D is the language that should have followed C. Well it should have if languages progressed as letters of the alphabet, but this really isn't the case. D did get some attention, but it never achieved the number of users need to put it in the same category as C or C++. However, it isn't dead. In fact it is far from dead as it has just been added to the GCC. Is D a language you should consider?


The GCC, GNU Compiler Collection, is the almost official compiler in the Linux world and for some languages it is the defacto standard. To join the GCC is a mark that a language has to be taken seriously and for D to be adopted so late in its life is news. Currently GCC supports C,C++, Objective C, Objective C++, Fortran, Java, Ada and Go. The D language support was announced on 21 June 2017:

"I am pleased to announce that the GCC Steering Committee has accepted the D Language front-end and runtime for inclusion in GCC and appointed Iain Buclaw as maintainer. The patches still require approval by a Global Reviewer."

It seems that the effort has mainly all been down to one man, Iain Buclaw, as documented in his 2017 DConf talk. Earlier in the year D managed to transform into a fully open source language when Symantec gave up some rights to part of the code.

All of this proves that D isn't a forgotten language, but it doesn't account for why it is a language that most programmers haven't heard of, let alone encountered? Part of the reason is that D hasn't got a big corporate sponsor. It started life with a relatively small company, Mars, behind it and it was even called MARS for some time. D started out in 1999, but didn't reach version 1.0 till 2007 and didn't really settle down until 2010 with the publication of The D Programming Language by Andrei Alexandrescu which is still in print and regarded as the standard work on D.

There are other books on D but not as many as you might expect for a 15-year old language and it currently ranks 22 in the Tiobe index, in the same region as Dart, Cobol, Ada and Lua. 

What all this means is that D is still alive, but it has never achieved the sort of trendy adoption that more recent languages such as Swift, Go and Rust have. These three are the languages you want to add to your resume. If you added D then you would probably have to append a note explaining what it was. 

So what does D have to offer?

Put simply it is a better C and a better C++. It is a language that was implemented after other languages demonstrates how not to do things. In this sense it occupies a position much like Kotlin and its relationship to Java.

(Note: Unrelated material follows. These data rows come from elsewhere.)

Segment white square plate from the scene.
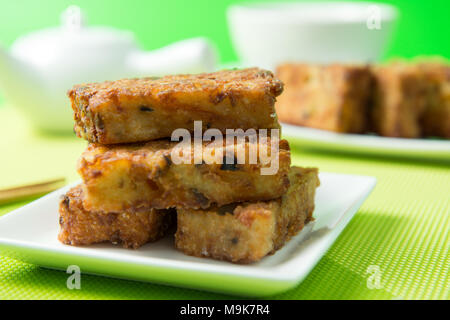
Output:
[0,173,376,296]
[281,123,450,160]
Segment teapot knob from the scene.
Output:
[61,5,86,31]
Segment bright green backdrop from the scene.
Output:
[0,0,450,62]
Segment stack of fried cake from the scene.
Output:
[59,68,319,263]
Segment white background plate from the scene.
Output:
[281,123,450,159]
[0,173,376,296]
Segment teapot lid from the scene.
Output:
[13,6,136,58]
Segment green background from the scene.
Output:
[0,0,450,300]
[0,0,450,62]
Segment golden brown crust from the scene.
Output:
[58,186,173,249]
[68,68,283,144]
[78,139,290,212]
[276,63,373,133]
[175,167,319,263]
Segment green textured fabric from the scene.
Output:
[0,107,450,299]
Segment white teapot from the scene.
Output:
[0,6,217,132]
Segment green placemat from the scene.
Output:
[0,107,450,299]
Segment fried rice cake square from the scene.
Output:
[78,138,291,212]
[275,63,373,133]
[175,167,320,263]
[58,185,175,249]
[371,62,430,138]
[68,68,283,144]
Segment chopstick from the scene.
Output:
[0,178,66,205]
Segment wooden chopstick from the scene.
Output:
[0,178,66,204]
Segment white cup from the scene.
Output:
[227,2,398,70]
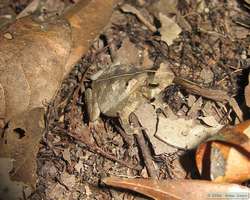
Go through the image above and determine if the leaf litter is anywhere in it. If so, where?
[0,0,250,199]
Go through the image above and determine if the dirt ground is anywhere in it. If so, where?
[0,0,250,200]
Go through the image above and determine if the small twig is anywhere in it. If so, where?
[129,113,158,179]
[174,77,243,121]
[95,69,156,82]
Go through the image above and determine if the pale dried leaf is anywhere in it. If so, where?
[0,158,31,200]
[155,116,222,149]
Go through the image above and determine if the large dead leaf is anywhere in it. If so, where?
[0,0,114,121]
[103,177,250,200]
[0,158,31,200]
[155,116,222,149]
[196,120,250,183]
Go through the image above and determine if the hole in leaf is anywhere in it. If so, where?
[13,128,25,139]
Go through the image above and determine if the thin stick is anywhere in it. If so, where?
[129,113,158,179]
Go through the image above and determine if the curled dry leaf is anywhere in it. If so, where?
[159,13,182,45]
[0,108,44,195]
[155,116,222,149]
[0,0,115,192]
[103,177,250,200]
[0,0,114,121]
[196,120,250,183]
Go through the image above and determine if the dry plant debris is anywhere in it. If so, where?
[103,177,250,200]
[0,0,250,200]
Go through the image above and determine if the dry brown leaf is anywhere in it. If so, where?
[0,158,31,200]
[196,120,250,183]
[0,0,115,191]
[0,0,115,122]
[103,177,250,200]
[155,116,222,149]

D is binary-compatible with C and my guess is that it would like to be binary-compatible with C++ if only there was a single standard for binary files in C++. As a language it is strongly typed with type inferences, single inheritance, interfaces, lambdas, closure and a memory manager. Although it does have a memory manager you can still do things manually if you want to use malloc and free. You can write code in the functional or object-oriented style and it has support for metaprogramming, concurrent programming and low level programming. As such you can see that it isn't a very opinionated language and is really just C/C++ with some modern facilities. 


You can try D at the website without having to install anything


Would I advise you to invest time in D?

Of course, learning a new language is always a good thing to do, if only for what it shows you about your existing languages. In this case, though, I don't think I would recommend committing to it unless you really know what you are up to.

Languages have withered in the GCC as well as thrived. Java was removed in 2016 for example. However the GCC doesn't take on languages lightly. My pessimism is more to with there being little reason to think that D is going to become the latest viral language with so many currently vying for your attention and with Python about to take over the world.